Exhibit 99.1
CLAWBACK POLICY OF RIGNET, INC.
The Board of Directors (the “Board”) of RigNet, Inc. (the “Company”) has determined that it is in the best interest of the Company to adopt a policy (the “Policy”) providing for the Company’s recoupment of any incentive based compensation (“Incentive Compensation”) paid to current and former executive officers and such other senior executives/employees deemed subject to the Policy by the Board (“Covered Executives”), in the event of a restatement of the Company’s financial results (other than a restatement caused by a change in applicable accounting rules or interpretations), the result of which is that any Incentive Compensation paid would have been a lower amount had it been calculated based on such restated results. For purposes of this Policy, an executive officer shall mean an executive officer as defined under the Securities Exchange Act of 1934, as amended (the “Exchange Act”) and Incentive Compensation shall mean short and long-term cash incentives, stock options, stock appreciation rights, restricted stock, restricted stock units, performance shares, and/or performance units.

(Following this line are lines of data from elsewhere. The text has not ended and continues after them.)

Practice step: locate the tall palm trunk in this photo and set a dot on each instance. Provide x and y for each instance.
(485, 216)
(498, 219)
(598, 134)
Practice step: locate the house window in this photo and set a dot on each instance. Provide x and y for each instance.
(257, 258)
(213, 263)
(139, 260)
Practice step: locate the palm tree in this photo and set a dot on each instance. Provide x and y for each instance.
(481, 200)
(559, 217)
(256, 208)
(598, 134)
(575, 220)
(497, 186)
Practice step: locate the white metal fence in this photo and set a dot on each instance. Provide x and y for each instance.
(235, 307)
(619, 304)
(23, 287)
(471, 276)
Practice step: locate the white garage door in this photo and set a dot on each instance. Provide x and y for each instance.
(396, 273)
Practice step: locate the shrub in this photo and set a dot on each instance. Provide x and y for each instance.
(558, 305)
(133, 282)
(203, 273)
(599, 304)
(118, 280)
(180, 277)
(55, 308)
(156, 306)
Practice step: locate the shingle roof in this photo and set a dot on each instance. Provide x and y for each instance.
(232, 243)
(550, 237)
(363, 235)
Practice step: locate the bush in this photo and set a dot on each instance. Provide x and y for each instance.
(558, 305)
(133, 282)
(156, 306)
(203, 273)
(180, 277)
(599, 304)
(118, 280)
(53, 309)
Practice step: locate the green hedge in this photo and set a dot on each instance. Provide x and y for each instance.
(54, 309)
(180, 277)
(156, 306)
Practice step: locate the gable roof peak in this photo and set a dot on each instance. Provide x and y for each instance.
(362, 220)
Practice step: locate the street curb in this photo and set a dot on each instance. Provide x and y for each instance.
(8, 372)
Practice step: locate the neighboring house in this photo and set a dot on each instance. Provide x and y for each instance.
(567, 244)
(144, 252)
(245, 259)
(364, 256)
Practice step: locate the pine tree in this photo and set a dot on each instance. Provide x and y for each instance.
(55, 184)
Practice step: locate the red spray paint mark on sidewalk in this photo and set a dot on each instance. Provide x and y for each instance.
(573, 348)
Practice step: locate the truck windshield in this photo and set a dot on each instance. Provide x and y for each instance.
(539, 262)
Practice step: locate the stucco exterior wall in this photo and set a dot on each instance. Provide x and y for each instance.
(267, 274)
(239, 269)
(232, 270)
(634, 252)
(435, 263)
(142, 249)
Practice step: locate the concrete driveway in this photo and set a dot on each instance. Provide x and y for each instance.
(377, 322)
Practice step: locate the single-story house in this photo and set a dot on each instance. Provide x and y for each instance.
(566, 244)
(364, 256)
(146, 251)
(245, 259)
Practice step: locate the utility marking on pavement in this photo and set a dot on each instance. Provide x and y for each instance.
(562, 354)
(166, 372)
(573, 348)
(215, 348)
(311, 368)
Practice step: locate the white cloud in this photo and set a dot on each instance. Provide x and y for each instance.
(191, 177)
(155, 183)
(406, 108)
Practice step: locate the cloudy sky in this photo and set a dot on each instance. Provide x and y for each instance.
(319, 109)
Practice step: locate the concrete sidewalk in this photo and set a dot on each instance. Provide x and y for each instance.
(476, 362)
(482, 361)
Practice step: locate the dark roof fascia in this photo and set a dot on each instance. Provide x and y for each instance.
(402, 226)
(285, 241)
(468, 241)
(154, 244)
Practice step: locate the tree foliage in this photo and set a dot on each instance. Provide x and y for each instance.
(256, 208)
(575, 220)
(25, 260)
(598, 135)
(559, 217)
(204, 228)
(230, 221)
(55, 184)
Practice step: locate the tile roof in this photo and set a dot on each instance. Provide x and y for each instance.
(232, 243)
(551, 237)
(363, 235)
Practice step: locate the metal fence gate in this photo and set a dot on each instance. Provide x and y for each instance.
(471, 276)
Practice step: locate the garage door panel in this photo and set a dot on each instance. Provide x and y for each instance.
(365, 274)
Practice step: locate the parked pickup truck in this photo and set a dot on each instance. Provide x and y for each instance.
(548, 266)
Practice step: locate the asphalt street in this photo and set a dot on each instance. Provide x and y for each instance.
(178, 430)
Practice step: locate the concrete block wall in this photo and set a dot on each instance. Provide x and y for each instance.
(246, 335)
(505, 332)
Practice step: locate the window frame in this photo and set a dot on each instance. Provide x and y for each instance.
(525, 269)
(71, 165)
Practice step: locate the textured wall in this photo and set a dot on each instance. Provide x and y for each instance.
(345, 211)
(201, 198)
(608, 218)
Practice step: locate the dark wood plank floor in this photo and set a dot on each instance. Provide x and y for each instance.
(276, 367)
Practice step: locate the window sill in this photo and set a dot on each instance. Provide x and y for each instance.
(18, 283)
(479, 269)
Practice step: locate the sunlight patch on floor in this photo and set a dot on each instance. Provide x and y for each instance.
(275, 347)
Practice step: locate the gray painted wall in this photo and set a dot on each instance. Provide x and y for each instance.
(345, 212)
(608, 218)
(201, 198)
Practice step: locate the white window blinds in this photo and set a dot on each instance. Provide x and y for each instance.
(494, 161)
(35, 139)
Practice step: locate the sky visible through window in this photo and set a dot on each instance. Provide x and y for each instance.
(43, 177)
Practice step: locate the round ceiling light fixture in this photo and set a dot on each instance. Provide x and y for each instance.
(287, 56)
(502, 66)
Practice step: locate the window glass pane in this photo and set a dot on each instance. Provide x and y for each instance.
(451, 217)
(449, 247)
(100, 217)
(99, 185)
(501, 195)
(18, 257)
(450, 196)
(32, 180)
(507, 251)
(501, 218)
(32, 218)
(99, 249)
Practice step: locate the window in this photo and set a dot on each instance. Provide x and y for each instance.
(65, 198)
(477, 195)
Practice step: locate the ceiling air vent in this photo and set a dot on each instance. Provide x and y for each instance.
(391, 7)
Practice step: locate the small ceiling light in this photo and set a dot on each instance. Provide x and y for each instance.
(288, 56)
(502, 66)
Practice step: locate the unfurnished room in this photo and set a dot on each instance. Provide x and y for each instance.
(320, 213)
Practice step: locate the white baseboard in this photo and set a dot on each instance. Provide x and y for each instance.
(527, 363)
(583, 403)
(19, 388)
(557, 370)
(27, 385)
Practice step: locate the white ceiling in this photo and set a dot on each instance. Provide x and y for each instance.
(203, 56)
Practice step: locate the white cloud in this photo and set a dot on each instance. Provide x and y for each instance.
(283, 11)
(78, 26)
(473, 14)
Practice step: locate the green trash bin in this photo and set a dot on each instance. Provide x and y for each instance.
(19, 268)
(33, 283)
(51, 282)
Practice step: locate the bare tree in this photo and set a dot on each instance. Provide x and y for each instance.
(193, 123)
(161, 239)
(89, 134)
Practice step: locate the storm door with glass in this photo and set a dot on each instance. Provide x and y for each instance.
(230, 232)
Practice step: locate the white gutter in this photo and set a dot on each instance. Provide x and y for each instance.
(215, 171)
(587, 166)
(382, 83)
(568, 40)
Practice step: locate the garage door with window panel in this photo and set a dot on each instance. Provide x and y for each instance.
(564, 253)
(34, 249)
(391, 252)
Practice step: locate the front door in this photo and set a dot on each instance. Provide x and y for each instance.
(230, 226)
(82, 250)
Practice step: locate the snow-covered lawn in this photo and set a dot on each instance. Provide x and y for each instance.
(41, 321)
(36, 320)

The Board is authorized to interpret and construe this Policy and to make all determinations necessary, appropriate or advisable for the administration of this Policy. It is intended that this Policy be interpreted in a manner that is consistent with the requirements of Section 10D of the Exchange Act and any applicable rules or standards adopted by the Securities and Exchange Commission or any national securities exchange on which the Company’s shares are listed.
This Policy shall be effective as of the date it is adopted by the Board (the “Effective Date”) and shall apply to Incentive Compensation that is approved, awarded or granted to Covered Executives on or after that date.

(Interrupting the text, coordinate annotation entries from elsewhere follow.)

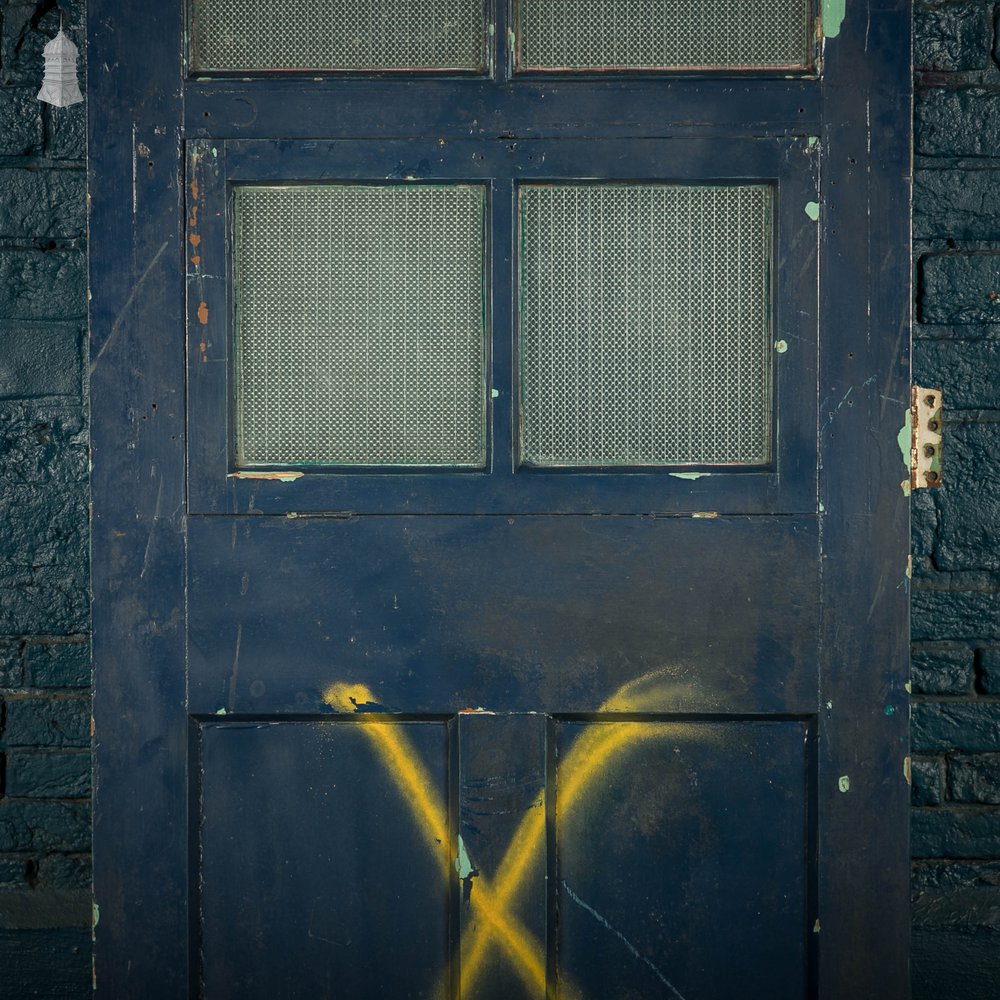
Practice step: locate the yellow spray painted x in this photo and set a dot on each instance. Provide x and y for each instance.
(589, 756)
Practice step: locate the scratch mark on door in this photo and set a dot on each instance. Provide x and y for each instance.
(621, 937)
(123, 312)
(234, 676)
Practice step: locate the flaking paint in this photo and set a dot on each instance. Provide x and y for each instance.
(833, 12)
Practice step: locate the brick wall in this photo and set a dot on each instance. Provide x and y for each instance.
(44, 657)
(44, 615)
(956, 578)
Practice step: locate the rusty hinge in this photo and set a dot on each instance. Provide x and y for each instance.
(925, 441)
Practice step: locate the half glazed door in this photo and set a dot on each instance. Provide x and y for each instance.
(499, 548)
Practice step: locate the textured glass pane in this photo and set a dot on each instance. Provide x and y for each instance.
(338, 34)
(663, 34)
(360, 325)
(644, 324)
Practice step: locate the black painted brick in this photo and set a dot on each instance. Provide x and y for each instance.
(21, 128)
(926, 782)
(43, 578)
(45, 722)
(21, 46)
(12, 872)
(937, 875)
(46, 965)
(964, 370)
(37, 284)
(954, 614)
(66, 132)
(65, 871)
(942, 670)
(954, 963)
(48, 775)
(951, 36)
(57, 665)
(42, 443)
(965, 832)
(973, 727)
(957, 204)
(974, 779)
(968, 502)
(960, 288)
(41, 359)
(11, 665)
(989, 669)
(44, 826)
(42, 203)
(957, 122)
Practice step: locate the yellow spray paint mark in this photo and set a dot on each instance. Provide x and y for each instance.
(587, 760)
(404, 766)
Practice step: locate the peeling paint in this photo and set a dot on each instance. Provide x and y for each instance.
(280, 477)
(833, 17)
(462, 864)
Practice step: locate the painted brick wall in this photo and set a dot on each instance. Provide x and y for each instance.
(44, 613)
(956, 531)
(44, 668)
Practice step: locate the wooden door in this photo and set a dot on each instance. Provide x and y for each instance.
(499, 548)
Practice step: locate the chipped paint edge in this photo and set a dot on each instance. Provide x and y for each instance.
(280, 477)
(832, 17)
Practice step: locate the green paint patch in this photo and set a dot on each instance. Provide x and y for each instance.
(905, 437)
(833, 17)
(462, 864)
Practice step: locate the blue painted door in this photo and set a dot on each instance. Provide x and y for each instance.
(499, 548)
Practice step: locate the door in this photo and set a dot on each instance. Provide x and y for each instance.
(499, 547)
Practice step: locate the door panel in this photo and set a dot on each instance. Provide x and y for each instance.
(701, 798)
(295, 816)
(514, 614)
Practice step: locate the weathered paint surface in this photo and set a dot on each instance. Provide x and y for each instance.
(833, 15)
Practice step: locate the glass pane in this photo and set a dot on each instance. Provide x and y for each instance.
(277, 35)
(360, 332)
(663, 34)
(644, 324)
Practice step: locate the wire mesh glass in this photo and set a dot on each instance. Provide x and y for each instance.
(663, 34)
(360, 329)
(644, 324)
(359, 35)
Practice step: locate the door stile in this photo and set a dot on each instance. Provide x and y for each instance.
(864, 392)
(138, 548)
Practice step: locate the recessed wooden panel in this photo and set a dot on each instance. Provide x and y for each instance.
(682, 860)
(324, 871)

The Board may amend this Policy from time to time in its discretion and shall amend this Policy as it deems necessary to reflect regulations adopted by the Securities and Exchange Commission under Section 10D of the Exchange Act and to comply with any rules or standards adopted by a national securities exchange on which the Company’s shares are listed. The Board may terminate this Policy at any time.

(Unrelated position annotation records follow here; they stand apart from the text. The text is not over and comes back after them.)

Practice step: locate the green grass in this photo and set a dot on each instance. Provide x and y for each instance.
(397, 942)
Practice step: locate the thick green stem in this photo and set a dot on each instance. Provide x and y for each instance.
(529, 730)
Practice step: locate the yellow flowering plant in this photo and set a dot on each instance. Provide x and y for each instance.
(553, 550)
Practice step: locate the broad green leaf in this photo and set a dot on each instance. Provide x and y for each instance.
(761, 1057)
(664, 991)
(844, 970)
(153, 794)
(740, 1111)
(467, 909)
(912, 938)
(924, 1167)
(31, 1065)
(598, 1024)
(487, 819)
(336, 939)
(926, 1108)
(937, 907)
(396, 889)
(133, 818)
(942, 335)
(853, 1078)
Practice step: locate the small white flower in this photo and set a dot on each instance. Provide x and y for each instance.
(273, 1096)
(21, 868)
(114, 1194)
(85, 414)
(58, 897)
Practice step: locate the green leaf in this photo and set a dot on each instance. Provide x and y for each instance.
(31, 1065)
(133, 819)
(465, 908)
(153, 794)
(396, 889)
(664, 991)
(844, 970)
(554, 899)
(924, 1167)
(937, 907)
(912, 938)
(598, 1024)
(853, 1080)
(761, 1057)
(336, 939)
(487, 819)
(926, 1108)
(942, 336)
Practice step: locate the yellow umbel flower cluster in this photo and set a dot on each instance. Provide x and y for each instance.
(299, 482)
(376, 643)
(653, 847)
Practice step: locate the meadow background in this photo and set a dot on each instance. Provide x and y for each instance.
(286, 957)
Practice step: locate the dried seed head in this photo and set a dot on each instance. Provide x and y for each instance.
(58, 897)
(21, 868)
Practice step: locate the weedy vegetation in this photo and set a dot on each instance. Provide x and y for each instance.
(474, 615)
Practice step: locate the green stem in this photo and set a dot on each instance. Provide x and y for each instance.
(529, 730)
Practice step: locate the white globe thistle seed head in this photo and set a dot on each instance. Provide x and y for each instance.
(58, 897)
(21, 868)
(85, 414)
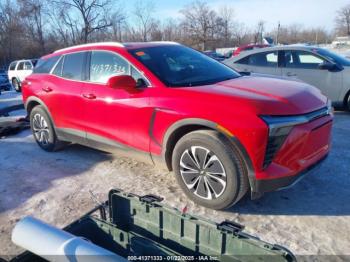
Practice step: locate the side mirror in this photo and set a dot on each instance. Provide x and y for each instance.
(122, 82)
(327, 66)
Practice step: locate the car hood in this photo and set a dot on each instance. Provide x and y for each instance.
(271, 96)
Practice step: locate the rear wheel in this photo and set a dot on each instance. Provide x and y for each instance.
(209, 170)
(43, 130)
(16, 85)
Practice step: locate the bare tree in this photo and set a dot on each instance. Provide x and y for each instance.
(226, 14)
(10, 31)
(198, 22)
(118, 21)
(343, 20)
(240, 34)
(32, 12)
(93, 16)
(143, 11)
(259, 31)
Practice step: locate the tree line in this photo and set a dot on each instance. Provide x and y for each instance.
(32, 28)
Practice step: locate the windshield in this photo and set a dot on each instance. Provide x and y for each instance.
(178, 66)
(334, 57)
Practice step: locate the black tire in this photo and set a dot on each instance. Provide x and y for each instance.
(16, 85)
(43, 130)
(229, 165)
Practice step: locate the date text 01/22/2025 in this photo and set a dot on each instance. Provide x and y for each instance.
(172, 258)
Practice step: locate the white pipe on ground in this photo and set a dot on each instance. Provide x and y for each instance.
(54, 244)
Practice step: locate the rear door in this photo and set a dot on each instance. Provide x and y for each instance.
(27, 70)
(263, 63)
(63, 92)
(304, 65)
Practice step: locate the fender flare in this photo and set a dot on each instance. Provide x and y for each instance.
(211, 125)
(40, 102)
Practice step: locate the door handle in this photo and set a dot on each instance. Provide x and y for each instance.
(47, 89)
(89, 96)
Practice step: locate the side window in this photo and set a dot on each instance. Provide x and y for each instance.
(58, 68)
(105, 64)
(267, 59)
(28, 66)
(303, 60)
(20, 66)
(12, 66)
(73, 66)
(44, 66)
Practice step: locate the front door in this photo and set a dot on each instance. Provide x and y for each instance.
(63, 90)
(304, 65)
(115, 116)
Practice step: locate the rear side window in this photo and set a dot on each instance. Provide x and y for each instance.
(266, 59)
(12, 66)
(44, 66)
(244, 60)
(58, 69)
(28, 66)
(106, 64)
(73, 66)
(302, 60)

The Board intends that this Policy will be applied to the fullest extent of the law. The Board may require that any employment agreement, equity award agreement or similar agreement entered into on or after the Effective Date shall, as a condition to the grant of any benefit thereunder, require a Covered Executive to agree to abide by the terms of this Policy. Any right of recoupment under this Policy is in addition to, and not in lieu of, any other remedies or rights of recoupment that may be available to the Company pursuant to the terms of any similar policy in any employment agreement, equity award agreement, or similar agreement and any other legal remedies available to the Company.